Large language models excel at following explicit instructions, but they often struggle with ambiguous or incomplete user requests, defaulting to verbose, generic responses instead of seeking clarification. We introduce InfoQuest, a multi-turn chat benchmark designed to evaluate how dialogue agents handle hidden context in open-ended user requests. This benchmark presents intentionally ambiguous scenarios that require models to engage in information-seeking dialogue by asking clarifying questions before providing appropriate responses. Our evaluation of both open and closed models reveals that, while proprietary models generally perform better, all current assistants struggle to gather critical information effectively. They often require multiple turns to infer user intent and frequently default to generic responses without proper clarification. We provide a systematic methodology for generating diverse scenarios and evaluating models' information-seeking capabilities, which can be leveraged to automatically generate data for self-improvement. We also offer insights into the current limitations of language models in handling ambiguous requests through multi-turn interactions.

Paper Structure

This paper contains 21 sections, 5 figures, 1 table.

Figures (5)

  • Figure 1: Naive vs. information-seeking agents handling ambiguous user requests. Left: context. Center: naive agent's verbose response. Right: information-seeking agent's targeted questions.
  • Figure 2: InfoQuest's three-stage benchmark construction process. Left: initial state generation by selecting personas and creating ambiguous messages. Center: user setting with persona traits, goals, obstacles and constraints. Right: generation of a checklist to evaluate information gathering.
  • Figure 3: Average cumulative reward of diverse dialogue agents on InfoQuest.
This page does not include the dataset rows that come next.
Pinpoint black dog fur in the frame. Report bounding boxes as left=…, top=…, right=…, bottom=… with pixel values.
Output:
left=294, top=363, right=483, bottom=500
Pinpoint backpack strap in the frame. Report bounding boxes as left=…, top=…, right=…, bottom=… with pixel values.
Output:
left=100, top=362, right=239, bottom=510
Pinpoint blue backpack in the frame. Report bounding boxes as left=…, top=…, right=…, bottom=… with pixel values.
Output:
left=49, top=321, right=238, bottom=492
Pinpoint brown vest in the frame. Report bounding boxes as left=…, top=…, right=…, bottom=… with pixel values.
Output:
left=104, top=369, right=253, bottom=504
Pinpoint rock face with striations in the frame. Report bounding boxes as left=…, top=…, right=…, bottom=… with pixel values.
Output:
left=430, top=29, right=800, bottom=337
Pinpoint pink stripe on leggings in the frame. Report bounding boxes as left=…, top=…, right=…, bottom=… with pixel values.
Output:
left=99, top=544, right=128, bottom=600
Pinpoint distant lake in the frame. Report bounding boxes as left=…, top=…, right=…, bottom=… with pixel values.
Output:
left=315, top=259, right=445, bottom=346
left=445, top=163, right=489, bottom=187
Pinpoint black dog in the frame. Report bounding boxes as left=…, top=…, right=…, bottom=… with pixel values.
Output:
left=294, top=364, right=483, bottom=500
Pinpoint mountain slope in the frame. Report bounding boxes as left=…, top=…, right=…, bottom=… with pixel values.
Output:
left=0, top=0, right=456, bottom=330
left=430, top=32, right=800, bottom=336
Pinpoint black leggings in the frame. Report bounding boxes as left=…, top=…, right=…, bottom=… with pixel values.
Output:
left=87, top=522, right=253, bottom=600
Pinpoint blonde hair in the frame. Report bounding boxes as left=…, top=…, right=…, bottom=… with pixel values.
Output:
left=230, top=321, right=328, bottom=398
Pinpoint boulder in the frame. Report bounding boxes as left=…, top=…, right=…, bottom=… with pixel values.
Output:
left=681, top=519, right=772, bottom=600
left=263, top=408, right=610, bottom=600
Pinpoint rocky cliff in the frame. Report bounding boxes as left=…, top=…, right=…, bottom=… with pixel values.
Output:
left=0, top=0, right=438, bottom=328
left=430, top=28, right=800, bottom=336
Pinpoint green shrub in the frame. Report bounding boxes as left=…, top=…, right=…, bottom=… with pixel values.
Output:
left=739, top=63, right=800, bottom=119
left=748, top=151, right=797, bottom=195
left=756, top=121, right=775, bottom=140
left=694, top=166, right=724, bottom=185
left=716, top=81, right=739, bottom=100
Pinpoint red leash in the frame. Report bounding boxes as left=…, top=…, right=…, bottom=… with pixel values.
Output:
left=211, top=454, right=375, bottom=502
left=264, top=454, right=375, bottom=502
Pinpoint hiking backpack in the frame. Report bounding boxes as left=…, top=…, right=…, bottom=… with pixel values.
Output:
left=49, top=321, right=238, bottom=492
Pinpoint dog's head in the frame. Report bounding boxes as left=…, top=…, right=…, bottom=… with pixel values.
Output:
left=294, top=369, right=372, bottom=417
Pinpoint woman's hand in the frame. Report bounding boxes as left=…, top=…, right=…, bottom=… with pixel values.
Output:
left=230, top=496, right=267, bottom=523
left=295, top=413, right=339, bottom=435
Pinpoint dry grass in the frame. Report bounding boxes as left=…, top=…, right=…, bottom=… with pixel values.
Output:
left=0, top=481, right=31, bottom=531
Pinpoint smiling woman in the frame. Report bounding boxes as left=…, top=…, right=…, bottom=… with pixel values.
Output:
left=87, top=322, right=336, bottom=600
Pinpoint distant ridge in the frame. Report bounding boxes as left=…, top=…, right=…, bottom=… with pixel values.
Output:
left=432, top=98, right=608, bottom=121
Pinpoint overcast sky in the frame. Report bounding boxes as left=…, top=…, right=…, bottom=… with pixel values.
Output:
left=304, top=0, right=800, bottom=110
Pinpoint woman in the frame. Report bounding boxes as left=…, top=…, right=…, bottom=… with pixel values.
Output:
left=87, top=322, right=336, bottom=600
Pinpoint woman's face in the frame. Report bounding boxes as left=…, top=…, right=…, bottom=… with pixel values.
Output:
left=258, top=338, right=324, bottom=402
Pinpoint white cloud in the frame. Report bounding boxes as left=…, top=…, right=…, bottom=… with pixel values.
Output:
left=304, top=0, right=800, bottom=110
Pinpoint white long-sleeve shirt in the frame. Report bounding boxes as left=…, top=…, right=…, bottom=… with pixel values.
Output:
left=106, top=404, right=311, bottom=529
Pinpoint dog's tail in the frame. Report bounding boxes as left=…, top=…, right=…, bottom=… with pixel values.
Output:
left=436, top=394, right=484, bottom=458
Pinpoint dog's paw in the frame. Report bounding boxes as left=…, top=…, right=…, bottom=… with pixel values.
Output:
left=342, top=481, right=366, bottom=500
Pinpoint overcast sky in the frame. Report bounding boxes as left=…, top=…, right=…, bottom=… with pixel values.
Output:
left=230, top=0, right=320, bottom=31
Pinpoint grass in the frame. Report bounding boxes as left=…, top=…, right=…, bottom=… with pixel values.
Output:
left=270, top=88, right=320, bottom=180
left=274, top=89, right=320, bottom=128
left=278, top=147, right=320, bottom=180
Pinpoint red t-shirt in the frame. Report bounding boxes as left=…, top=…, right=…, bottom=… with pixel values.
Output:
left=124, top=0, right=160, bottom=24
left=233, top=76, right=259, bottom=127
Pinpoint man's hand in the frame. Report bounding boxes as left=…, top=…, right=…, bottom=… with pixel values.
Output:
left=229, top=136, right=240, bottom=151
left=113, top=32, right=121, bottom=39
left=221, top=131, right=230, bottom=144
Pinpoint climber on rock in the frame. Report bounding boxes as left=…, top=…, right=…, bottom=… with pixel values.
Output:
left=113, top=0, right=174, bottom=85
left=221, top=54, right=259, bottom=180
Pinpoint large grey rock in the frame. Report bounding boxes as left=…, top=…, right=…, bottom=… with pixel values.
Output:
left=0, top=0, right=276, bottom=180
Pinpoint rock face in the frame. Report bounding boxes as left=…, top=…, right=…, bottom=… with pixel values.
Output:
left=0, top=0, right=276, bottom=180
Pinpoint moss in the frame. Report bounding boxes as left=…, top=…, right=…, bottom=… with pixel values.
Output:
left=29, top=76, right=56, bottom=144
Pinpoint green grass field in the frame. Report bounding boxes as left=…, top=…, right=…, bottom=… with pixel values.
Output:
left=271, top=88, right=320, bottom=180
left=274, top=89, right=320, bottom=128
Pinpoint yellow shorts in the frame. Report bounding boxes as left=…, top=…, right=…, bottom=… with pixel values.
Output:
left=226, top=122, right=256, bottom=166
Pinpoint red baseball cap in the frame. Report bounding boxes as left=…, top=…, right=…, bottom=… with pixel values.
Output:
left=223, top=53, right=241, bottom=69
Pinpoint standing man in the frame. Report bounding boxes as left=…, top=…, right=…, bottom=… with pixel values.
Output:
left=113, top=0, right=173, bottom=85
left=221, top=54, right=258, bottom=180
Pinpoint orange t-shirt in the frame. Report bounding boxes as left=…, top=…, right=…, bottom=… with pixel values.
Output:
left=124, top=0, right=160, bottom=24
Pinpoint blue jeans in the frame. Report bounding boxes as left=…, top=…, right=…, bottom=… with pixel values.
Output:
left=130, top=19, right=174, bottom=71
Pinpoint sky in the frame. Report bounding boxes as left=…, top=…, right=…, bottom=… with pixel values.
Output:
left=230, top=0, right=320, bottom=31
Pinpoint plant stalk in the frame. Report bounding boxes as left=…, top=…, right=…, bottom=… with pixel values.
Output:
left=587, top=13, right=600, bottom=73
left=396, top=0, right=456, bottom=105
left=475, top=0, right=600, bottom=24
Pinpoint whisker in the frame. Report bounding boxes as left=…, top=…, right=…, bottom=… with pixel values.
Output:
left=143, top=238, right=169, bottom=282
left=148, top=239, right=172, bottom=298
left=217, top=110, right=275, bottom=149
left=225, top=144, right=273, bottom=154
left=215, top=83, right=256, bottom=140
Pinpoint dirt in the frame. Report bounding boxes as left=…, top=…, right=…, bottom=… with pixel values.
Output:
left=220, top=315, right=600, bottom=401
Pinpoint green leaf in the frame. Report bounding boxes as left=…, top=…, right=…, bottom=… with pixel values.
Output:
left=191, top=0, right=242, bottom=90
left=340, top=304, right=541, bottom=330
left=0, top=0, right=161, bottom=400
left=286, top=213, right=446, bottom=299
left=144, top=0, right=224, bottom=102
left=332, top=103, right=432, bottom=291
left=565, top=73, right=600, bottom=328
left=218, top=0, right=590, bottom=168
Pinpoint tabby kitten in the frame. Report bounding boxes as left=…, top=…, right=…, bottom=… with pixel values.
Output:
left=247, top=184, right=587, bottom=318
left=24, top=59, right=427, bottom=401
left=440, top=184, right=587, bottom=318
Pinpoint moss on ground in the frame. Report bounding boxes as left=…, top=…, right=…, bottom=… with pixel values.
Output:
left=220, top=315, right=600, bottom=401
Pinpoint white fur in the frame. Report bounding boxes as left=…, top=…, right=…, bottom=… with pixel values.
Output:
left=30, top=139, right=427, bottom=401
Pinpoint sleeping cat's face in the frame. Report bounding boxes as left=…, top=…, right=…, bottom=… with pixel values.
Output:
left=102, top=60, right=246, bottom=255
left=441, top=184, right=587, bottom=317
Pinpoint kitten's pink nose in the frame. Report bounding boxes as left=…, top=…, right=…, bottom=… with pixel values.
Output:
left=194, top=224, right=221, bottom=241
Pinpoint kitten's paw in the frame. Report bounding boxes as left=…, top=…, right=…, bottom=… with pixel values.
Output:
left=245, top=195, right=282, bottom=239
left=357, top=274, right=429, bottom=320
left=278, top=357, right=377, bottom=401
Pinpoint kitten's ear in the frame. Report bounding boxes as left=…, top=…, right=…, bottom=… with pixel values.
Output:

Top row: performance across all episodes. Bottom row: performance on the worst 25% of episodes, where performance gaps become more apparent. Models are grouped by category: large & reasoning models (left), mid-sized proprietary models (center), and open models (right). While all methods achieve non-trivial performance, there remains significant room for improvement in handling hidden context in open-ended conversations.
  • Figure 4: Conversation length distribution for top 25% of episodes. Claude 3.7 Sonnet and Gemini 1.5 Flash demonstrate superior efficiency, typically resolving queries in 6 turns for most high-performing episodes. In contrast, Gemini 2.5 Pro (thinking) frequently requires the maximum number of turns. Notably, all models exceed the ideal 5-turn threshold, often reaching the 10-turn conversation limit.
  • Figure 5: Extended Conversation Performance of Falcon3-7B-Instruct. The model's average cumulative reward per turn plateaus below the maximum, even after 30 turns, highlighting persistent challenges in sustaining effective information-seeking strategies throughout prolonged dialogues.